Richardson, Thomas Miles
Thomas Miles Richardson (1813-1890)
Richardson was the son of the Newcastle landscape painter who goes by the same name. He was trained by his father and arguably became more successful than him.
His career began in his native Newcastle, with his first work being exhibited at the age of fourteen. His watercolour landscapes were achieving much acclaimed critical and commercial success by the 1830s. By this time, he had been sending his work for exhibition at the British Institution and the Royal Academy in London. Richardson used to run a private art academy in Newcastle along with his elder brother, George, a fellow artist.
He made extensive tours of Highland scenes, painted in the North East of England but views in the Swiss and Italian Alps were amongst his favourite subjects. Richardson had published a large folio of twenty-six plates in 1838 entitled as ‘Sketches on the Continent’. It included a series of landscapes featuring France, Italy, Switzerland, Holland, Germany among others. All these sketches were made during a tour in 1837. Eleven of these plates were lithographed by himself.
Being elected as an Associate of the Old Water Colour Society in 1846, he settled in London.

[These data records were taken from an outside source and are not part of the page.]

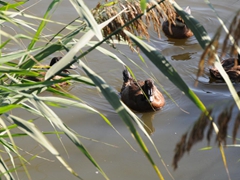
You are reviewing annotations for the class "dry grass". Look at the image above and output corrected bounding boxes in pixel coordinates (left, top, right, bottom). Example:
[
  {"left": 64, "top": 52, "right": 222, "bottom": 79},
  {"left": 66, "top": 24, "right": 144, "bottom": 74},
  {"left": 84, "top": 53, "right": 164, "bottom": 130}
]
[
  {"left": 197, "top": 11, "right": 240, "bottom": 77},
  {"left": 92, "top": 0, "right": 176, "bottom": 45}
]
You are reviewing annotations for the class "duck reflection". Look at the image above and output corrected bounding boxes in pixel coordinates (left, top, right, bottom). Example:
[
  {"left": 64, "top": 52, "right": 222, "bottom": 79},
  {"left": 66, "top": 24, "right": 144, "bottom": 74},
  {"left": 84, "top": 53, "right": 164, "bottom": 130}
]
[
  {"left": 141, "top": 112, "right": 155, "bottom": 135},
  {"left": 171, "top": 52, "right": 194, "bottom": 61}
]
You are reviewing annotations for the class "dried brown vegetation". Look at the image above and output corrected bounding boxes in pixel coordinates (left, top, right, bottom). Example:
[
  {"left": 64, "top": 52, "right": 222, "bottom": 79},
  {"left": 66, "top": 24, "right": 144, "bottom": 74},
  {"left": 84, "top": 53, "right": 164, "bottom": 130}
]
[
  {"left": 173, "top": 101, "right": 240, "bottom": 169},
  {"left": 197, "top": 11, "right": 240, "bottom": 81},
  {"left": 92, "top": 0, "right": 176, "bottom": 45}
]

Richardson became a full member of the Society by 1851. He took part in part in the exhibitions of the Society every summer and winter, thus exhibiting over seven hundred watercolour paintings until his death.
Most of his exhibited works were made on a panoramic scale, including mostly the landscapes of the Scottish Highlands and the Borders and the Italian views. The later years marked paintings from the Alpine scenes of France, Italy, and Switzerland.
A contemporary had remarked that most of his history can be outlined from his exhibited drawings. They had even implied the various seasons when the artist was at home or abroad.
He was a skilful draughtsman and had a good eye for composition. He was fond of bright colours and used a quantity of white heightening.
He died in January 1890. The contents of his studio were dispersed in London in June of that year at an auction at Christie. A large group of watercolour paintings by the artist can be found at the Laing Art Gallery in Newcastle, while there are several others in the Victoria and Albert Museum in London.